In response, the Zhou administration itself seems to have become slowly more and more structured, less dependent on personal loyalties, hedging its officials in with increasingly strict rules. Courtiers once simply called “lords,” who had carried out the general function of enforcing the king’s authority, now were awarded more specific titles: the Supervisor of the Land had one set of duties, the Supervisor of the Horse another set, the Supervisor of Works yet another. This growing bureaucracy, like the Mandate of Heaven itself, was intended to protect the king’s power; yet it simultaneously reduced it, spelling out the truth that he could not compel all-encompassing, heartfelt obedience simply through the force of his character.3
Soon, trouble between king and “lords” (called “dukes” in many translations) began to rear its head. Mu’s son Kung, according to Sima Qian, took a royal trip to visit the lord of a small state called Mi. The Duke of Mi had collected, for his harem, three beautiful girls from one family. Even his mother found this excessive: “A threesome of girls from one clan is too splendid a thing!” she scolded him. “Even a king does not consider himself deserving of this, much less should you, a petty lout!”

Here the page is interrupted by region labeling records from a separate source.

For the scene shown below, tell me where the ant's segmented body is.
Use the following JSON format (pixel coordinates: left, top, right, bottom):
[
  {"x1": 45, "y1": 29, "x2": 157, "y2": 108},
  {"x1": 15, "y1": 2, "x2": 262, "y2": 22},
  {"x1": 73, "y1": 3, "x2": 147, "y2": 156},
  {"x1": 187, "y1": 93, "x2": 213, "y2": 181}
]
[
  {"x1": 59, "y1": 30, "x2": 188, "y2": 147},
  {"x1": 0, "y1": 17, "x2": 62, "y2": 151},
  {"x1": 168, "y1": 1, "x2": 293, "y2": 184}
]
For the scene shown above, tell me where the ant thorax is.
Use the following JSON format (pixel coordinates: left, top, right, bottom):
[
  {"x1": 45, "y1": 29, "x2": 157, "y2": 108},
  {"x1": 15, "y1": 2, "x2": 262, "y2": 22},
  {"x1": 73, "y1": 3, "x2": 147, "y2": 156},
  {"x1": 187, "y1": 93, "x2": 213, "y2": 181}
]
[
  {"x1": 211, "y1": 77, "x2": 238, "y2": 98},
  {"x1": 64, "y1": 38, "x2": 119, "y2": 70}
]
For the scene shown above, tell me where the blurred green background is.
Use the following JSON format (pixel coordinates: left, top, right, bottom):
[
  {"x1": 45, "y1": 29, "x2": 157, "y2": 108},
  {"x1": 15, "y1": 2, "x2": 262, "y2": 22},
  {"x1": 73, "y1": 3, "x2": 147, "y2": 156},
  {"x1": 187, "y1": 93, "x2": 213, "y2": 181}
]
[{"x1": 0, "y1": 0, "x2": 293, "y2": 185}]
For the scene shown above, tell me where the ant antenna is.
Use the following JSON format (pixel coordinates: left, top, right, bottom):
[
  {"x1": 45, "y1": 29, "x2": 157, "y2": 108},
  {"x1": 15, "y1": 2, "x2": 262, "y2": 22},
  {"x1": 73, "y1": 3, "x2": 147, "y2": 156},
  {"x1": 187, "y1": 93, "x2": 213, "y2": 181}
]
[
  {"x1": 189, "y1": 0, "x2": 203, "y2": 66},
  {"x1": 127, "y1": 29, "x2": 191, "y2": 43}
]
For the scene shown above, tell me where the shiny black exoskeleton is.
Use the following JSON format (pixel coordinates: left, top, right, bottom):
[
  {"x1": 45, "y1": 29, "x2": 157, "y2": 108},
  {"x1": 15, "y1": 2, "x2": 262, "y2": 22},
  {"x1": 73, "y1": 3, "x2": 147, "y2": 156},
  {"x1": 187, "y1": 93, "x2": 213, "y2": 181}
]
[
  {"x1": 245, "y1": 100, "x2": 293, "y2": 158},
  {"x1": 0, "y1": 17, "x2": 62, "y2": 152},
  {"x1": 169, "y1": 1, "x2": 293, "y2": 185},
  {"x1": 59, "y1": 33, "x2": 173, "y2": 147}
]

She suggested that he give the girls to the king instead. The duke refused, and King Kung apparently went home in peace. But a year later, he marched in and exterminated Mi.4 He was not going to allow any of the lords of his lands the chance to wallow in greater luxury than that of the king.
During the reign of his successor, King Yih, the king’s power was under threat from the outside as well. The Bamboo Annals tell us that barbarian tribes from outside the Zhou land mounted attacks on the capital itself. They had never accepted either Shang or Zhou rule, and did not intend to.5
The barbarians were beaten away, but the outside threat was compounded by treachery on the inside. Yih’s brother, Hsiao, managed to seize his throne. The accounts of the overthrow are vague, but the Bamboo Annals say that King Yih departed from his capital abruptly, while his brother Hsiao succeeded him rather than his son and living heir, Yi.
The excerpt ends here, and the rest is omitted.